Why Bend It Like Beckham Meant So Much To Me Growing Up
/When I was 9, I used to tell people I was Spanish.
As a little brown girl growing up in Bristol, aside from at family gatherings for Diwali and raksha bandhan, I was usually in the racial minority in most rooms I entered on a day-to-day, and so learned to navigate white spaces from a young age.
Of course, I didn’t realise I was navigating white spaces, I simply learned that my home culture was alien to most of those around me and picked up that the more I assimilated, the more people would play with me at school (hence the Spanish lie).

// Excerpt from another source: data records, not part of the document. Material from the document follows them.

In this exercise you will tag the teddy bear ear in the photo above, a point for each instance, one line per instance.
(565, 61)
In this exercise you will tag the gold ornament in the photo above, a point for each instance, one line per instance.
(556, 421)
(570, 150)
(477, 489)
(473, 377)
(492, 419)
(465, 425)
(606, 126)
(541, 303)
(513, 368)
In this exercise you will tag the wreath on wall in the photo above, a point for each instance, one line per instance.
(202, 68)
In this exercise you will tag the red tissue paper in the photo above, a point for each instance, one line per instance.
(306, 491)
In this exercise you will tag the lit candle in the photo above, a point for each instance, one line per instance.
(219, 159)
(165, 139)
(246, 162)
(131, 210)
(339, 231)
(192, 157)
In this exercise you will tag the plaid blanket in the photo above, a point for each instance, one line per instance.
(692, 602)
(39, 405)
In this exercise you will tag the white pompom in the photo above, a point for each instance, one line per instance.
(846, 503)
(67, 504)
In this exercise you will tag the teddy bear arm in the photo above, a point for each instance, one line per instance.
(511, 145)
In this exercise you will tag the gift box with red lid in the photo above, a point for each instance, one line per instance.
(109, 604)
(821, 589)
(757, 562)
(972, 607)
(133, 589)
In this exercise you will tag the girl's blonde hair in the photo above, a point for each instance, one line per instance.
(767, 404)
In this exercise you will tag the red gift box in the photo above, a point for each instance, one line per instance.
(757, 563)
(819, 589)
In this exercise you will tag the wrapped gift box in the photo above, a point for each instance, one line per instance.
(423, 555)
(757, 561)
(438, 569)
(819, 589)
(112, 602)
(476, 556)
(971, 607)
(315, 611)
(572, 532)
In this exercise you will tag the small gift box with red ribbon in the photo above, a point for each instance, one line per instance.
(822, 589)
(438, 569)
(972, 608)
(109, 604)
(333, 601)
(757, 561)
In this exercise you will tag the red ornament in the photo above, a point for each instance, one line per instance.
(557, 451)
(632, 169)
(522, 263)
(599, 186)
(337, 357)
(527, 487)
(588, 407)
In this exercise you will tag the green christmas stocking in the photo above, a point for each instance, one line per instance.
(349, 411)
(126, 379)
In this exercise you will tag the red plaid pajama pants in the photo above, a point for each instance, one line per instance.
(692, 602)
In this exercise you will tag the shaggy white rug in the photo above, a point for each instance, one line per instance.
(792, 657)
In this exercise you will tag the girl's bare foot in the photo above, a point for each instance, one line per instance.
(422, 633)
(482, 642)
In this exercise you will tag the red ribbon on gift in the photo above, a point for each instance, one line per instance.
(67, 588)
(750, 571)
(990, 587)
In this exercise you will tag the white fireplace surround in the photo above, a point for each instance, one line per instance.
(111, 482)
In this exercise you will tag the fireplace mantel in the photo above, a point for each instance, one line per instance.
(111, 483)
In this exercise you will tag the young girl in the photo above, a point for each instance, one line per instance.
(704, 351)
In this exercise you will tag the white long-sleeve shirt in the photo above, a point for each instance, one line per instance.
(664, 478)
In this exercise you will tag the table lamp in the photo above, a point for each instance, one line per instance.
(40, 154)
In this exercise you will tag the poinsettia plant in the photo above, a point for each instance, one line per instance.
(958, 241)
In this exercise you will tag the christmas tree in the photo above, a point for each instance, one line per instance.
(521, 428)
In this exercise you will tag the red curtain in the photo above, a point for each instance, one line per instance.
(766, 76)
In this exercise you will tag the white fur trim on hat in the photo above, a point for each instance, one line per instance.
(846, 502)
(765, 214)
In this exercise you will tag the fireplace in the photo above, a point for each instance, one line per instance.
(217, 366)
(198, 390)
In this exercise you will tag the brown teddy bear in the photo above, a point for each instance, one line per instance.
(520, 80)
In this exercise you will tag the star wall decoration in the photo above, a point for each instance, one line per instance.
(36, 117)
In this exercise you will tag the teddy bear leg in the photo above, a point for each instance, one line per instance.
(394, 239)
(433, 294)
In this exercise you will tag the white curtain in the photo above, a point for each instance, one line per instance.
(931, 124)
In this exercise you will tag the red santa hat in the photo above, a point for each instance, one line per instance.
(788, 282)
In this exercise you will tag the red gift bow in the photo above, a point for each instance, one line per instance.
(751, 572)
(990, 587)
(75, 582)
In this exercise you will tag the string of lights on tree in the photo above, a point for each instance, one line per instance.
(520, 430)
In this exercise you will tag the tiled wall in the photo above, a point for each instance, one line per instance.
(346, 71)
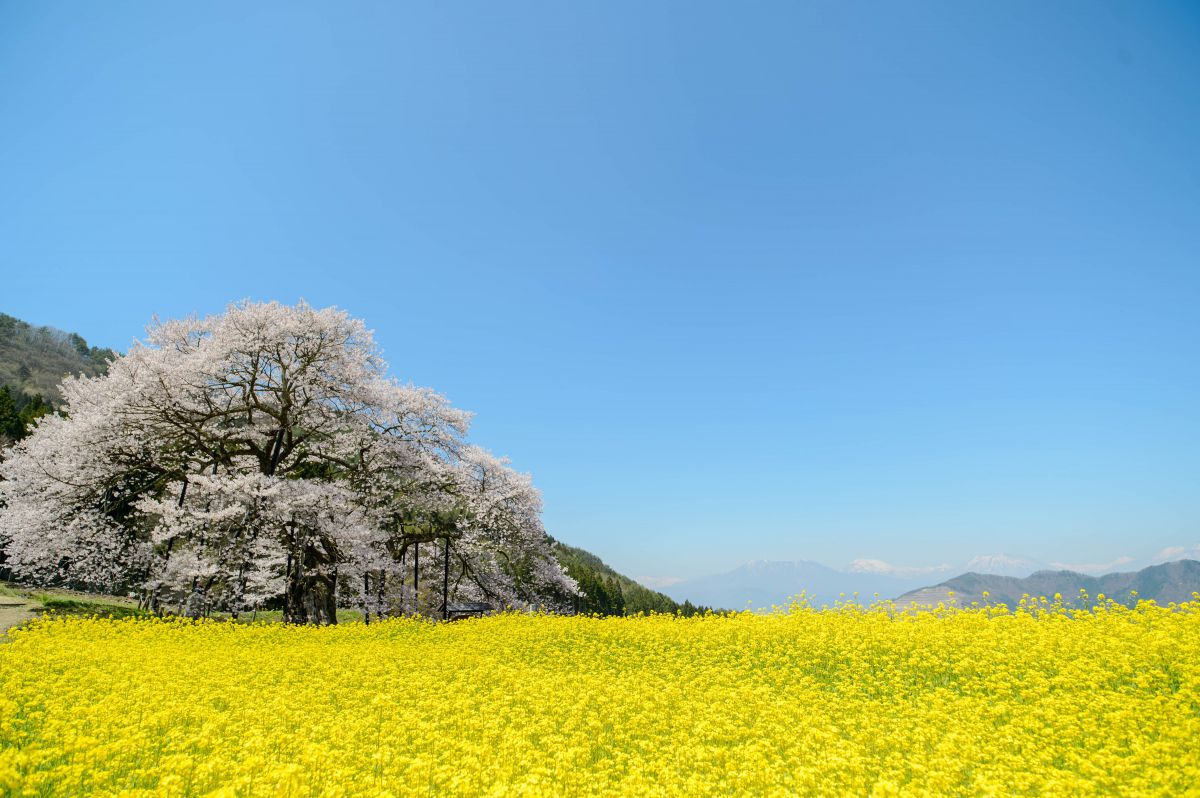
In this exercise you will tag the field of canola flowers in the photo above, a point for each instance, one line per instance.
(841, 702)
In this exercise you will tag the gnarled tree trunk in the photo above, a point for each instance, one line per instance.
(311, 595)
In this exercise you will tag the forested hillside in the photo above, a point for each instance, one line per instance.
(610, 593)
(33, 363)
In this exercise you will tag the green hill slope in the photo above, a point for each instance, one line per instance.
(1163, 583)
(33, 363)
(610, 593)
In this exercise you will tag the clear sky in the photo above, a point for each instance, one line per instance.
(733, 281)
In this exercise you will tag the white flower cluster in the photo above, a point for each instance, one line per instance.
(264, 455)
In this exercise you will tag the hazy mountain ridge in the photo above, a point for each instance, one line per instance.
(759, 585)
(1163, 583)
(762, 583)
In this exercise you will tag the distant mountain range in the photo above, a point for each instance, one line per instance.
(763, 583)
(35, 359)
(760, 583)
(1163, 583)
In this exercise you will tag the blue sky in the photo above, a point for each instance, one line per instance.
(733, 281)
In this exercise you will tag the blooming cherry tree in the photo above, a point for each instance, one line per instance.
(264, 454)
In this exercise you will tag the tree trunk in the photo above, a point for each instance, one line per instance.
(311, 589)
(311, 599)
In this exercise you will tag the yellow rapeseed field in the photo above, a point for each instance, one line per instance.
(844, 702)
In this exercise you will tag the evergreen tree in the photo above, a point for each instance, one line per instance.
(11, 426)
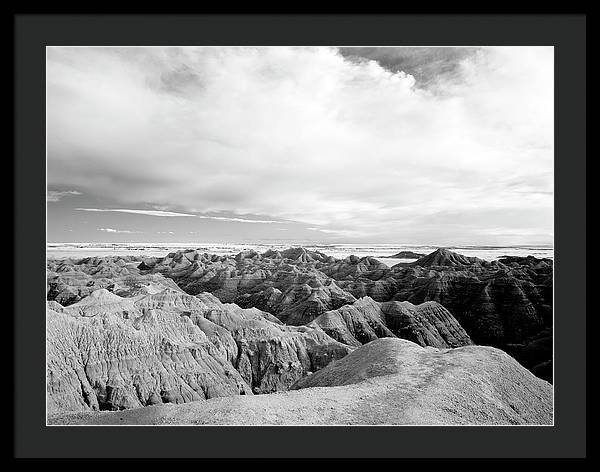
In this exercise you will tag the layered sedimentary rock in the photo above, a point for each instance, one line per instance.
(427, 324)
(406, 255)
(68, 280)
(502, 303)
(110, 352)
(387, 382)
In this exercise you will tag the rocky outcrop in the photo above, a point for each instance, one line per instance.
(406, 255)
(444, 257)
(500, 303)
(428, 324)
(68, 281)
(386, 382)
(110, 352)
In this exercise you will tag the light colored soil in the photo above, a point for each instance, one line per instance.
(386, 382)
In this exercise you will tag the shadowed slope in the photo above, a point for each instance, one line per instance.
(388, 381)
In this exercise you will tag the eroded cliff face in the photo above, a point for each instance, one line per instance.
(428, 324)
(110, 352)
(497, 303)
(388, 381)
(125, 332)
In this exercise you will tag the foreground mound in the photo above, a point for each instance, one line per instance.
(107, 352)
(387, 381)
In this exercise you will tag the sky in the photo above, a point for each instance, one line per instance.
(399, 145)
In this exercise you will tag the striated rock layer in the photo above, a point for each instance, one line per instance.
(428, 324)
(110, 352)
(387, 382)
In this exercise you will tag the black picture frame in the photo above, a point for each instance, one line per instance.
(32, 438)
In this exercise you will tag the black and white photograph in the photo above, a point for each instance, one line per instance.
(299, 235)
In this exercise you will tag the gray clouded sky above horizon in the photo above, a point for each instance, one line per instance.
(399, 145)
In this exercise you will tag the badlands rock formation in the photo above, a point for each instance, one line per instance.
(110, 352)
(126, 332)
(406, 255)
(428, 324)
(387, 382)
(498, 303)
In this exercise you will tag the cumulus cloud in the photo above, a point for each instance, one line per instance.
(309, 135)
(112, 230)
(136, 212)
(176, 214)
(55, 195)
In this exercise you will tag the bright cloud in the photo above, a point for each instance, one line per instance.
(55, 196)
(311, 135)
(112, 230)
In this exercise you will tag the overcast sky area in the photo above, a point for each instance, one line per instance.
(403, 145)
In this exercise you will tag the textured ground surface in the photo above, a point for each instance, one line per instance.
(387, 381)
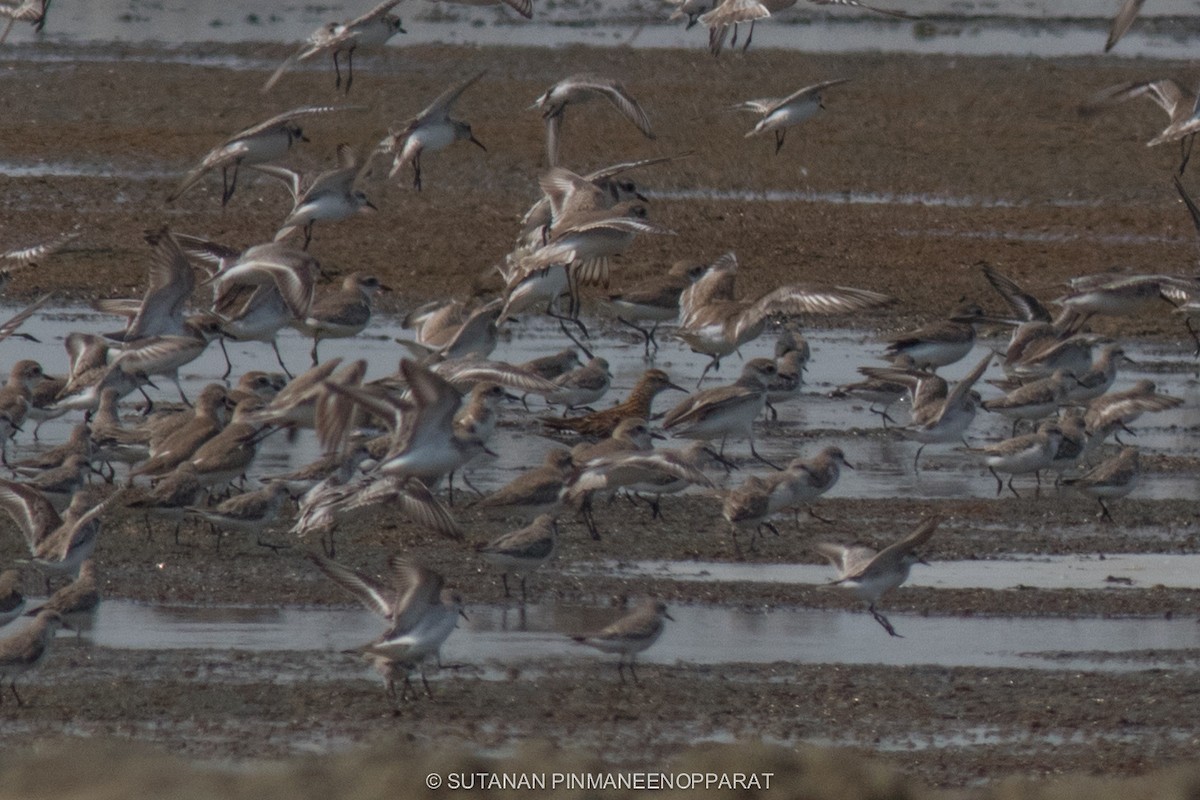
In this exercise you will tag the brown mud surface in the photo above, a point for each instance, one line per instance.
(1039, 192)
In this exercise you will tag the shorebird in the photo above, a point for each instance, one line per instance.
(27, 11)
(787, 380)
(582, 386)
(1121, 23)
(535, 491)
(376, 26)
(725, 410)
(727, 13)
(631, 434)
(1179, 103)
(605, 421)
(630, 635)
(421, 614)
(12, 602)
(940, 343)
(207, 421)
(22, 258)
(430, 131)
(870, 575)
(1114, 477)
(262, 289)
(75, 602)
(634, 469)
(580, 89)
(250, 512)
(258, 144)
(781, 113)
(331, 196)
(171, 281)
(25, 649)
(342, 313)
(522, 551)
(1021, 455)
(655, 299)
(939, 414)
(1033, 401)
(713, 323)
(1116, 410)
(57, 545)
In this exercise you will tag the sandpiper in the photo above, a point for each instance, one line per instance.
(725, 410)
(939, 414)
(1021, 455)
(870, 575)
(1122, 22)
(376, 26)
(522, 551)
(605, 421)
(1032, 401)
(535, 491)
(331, 196)
(655, 299)
(259, 144)
(1114, 477)
(343, 313)
(247, 512)
(781, 113)
(27, 11)
(630, 635)
(715, 324)
(430, 131)
(77, 601)
(25, 649)
(582, 386)
(579, 89)
(633, 469)
(1179, 103)
(12, 602)
(940, 343)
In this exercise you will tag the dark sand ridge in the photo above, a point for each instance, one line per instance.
(1086, 196)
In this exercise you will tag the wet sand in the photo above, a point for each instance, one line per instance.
(963, 161)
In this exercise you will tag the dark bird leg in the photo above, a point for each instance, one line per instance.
(883, 620)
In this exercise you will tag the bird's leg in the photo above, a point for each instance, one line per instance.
(647, 335)
(715, 364)
(228, 362)
(275, 346)
(916, 459)
(1000, 482)
(883, 620)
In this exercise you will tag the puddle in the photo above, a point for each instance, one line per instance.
(1042, 29)
(1135, 570)
(496, 636)
(883, 464)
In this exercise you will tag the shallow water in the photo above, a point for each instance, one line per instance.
(1116, 571)
(496, 636)
(1043, 28)
(882, 462)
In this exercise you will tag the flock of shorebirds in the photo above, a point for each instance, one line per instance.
(393, 441)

So in 2001 when Bend It Like Beckham graced our screens, and I saw my internal balancing act between home life – where my mum was trying to teach me gujarati, make round rotis, and respect elders without question – and my school life, where I desperately wanted to replicate white Britishness around me, thrust onto a screen for everyone to see, I felt a strong sense of relief, but also nakedness.
The director with a difference, Gurinder Chadha, has a way of making me feel included in the film industry, from her Punjabi Sikh and British character of Jesminder Bhamra in Bend It, to casting Manjeeven Grewal as Ellen in Angus Thongs and Perfect Snogging, a character who wasn’t written as being South Asian in the book.
I was engrossed at the age of 9 to be watching a South Asian main character navigate her way through the difficulties of a traditional Sikh household while trying to follow her own football dreams and connect with the contrasting white household of her best friend Jules Paxton.
I cringed when Juliet’s mum told Jesminder about the ‘lovely curry’ she made and joked her mum was probably setting her up with a ‘nice handsome doctor’.
I empathised with the outrage Jess felt when her traditionally-minded Asian family made sweeping judgements based on little information or logic, like that Juliet was a boy because of her short hair, that playing football brought shame on her family, or many of the other moments of complete despair I related to with my own extended family.
This was all so important to me, because before Bend It Like Beckham, I thought I was on my own in this and that no one would ever understand the dilemma I felt with the very culture I was supposed to be proud of, but which was getting in my way of being English – or so I felt when I was a child. Now I have found ways to balance both, but the film showed me that there was a conversation to be had, and there were others I could have it with.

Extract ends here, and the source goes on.